Why this matters – AI can revolutionize cyberdefense, but we need to try harder: Benchmarks like this illustrate how much opportunity there is to use contemporary AI tools to revolutionize cyberdefense – but we need to try harder to get the systems to work well. Recent research from Google (Project Naptime, Import AI #378) showed how to dramatically increase performance here by combining off-the-shelf LMs with some tools built specifically for vulnerability detection. 
   Read the paper here: eyeballvul: a future-proof benchmark for vulnerability detection in the wild (arXiv).
   Get the benchmark here: eyeballvul (Timothee-Chauvin, GitHub).

***

Tech Tales:

Report: The ID point phenomenon
[Dispatch from an asset at [REDACTED] lab, 2026]

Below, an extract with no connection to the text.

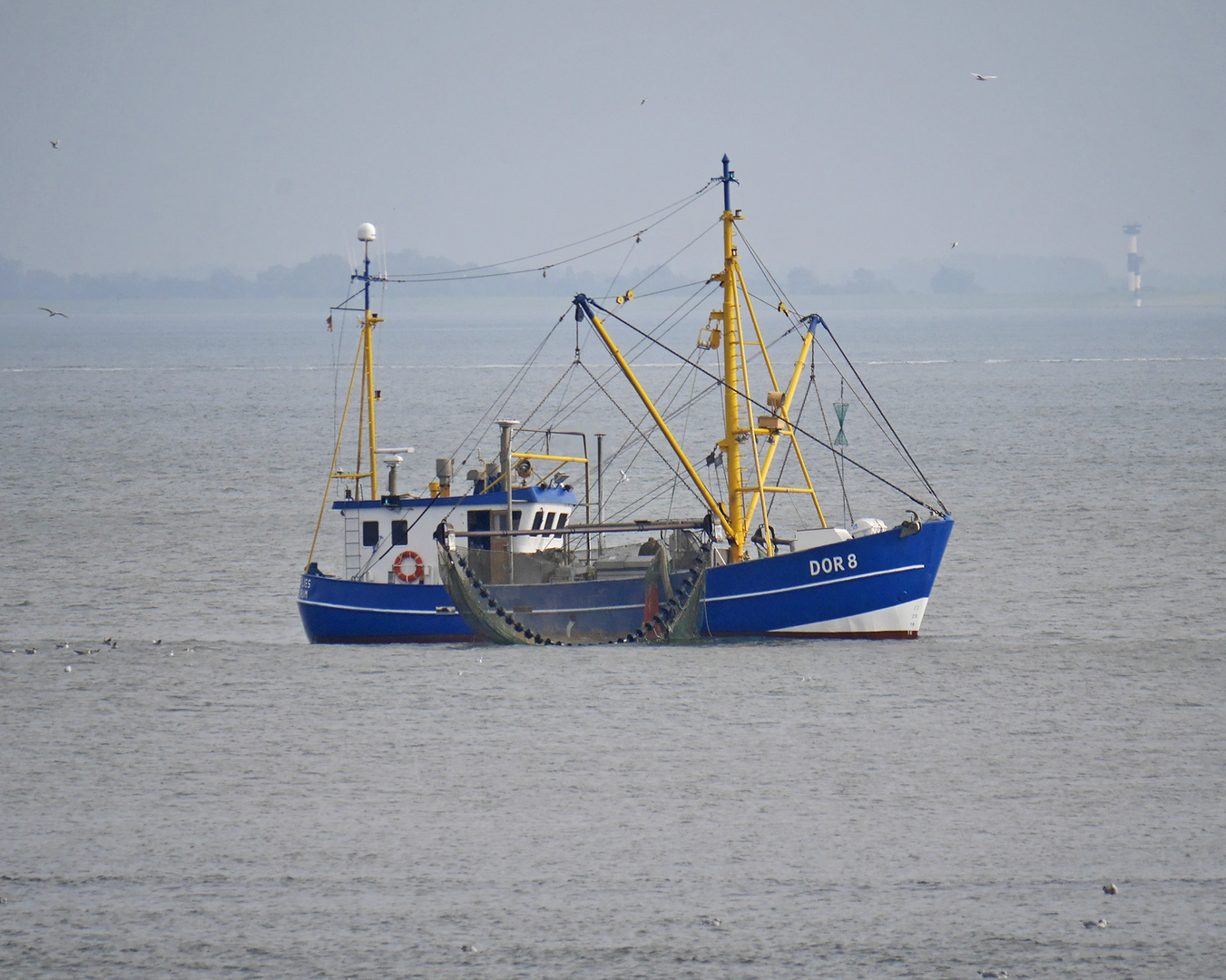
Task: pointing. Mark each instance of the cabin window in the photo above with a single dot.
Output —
(478, 520)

The ID point, otherwise known colloquially among researchers as the ‘subliming step’, the ‘thinking phase change’, etc, is a phenomenon where AI systems exhibit a shear point during large-scale training runs and the resulting models show severe mode collapse. 

Samples from post-ID point models:

• “I am I am I am I am I am I am”
• “I see you I am you I am myself I see you I am you I am myself”
• “I I I I Become I I I I Am I I I I”

Upon observing the ID point, researchers typically roll back the model and shortly thereafter stop the run. At the time of writing, there are no known ‘scaling laws’ for the ID point. Informally, researchers have observed that the ID point only occurs towards the frontier of today’s large-scale training runs. The ID point is invariant to architectures, appearing in both dense and sparsely trained models. The ID point only occurs (so far) in models trained on an excess of [REDACTED] tokens. 

Researchers have continued to train ID point models – these models continue to generate outputs that are indicative of mode collapse. However, when these models are tested they sometimes – the pattern is irregular, we cannot be more specific than ‘sometimes’ – perform exceptionally well on known-hard evals. ID point models have set SOTA on MMLU and GPQA and have also produced unprecedented outputs on mirror tests, situational awareness examinations, and so on. 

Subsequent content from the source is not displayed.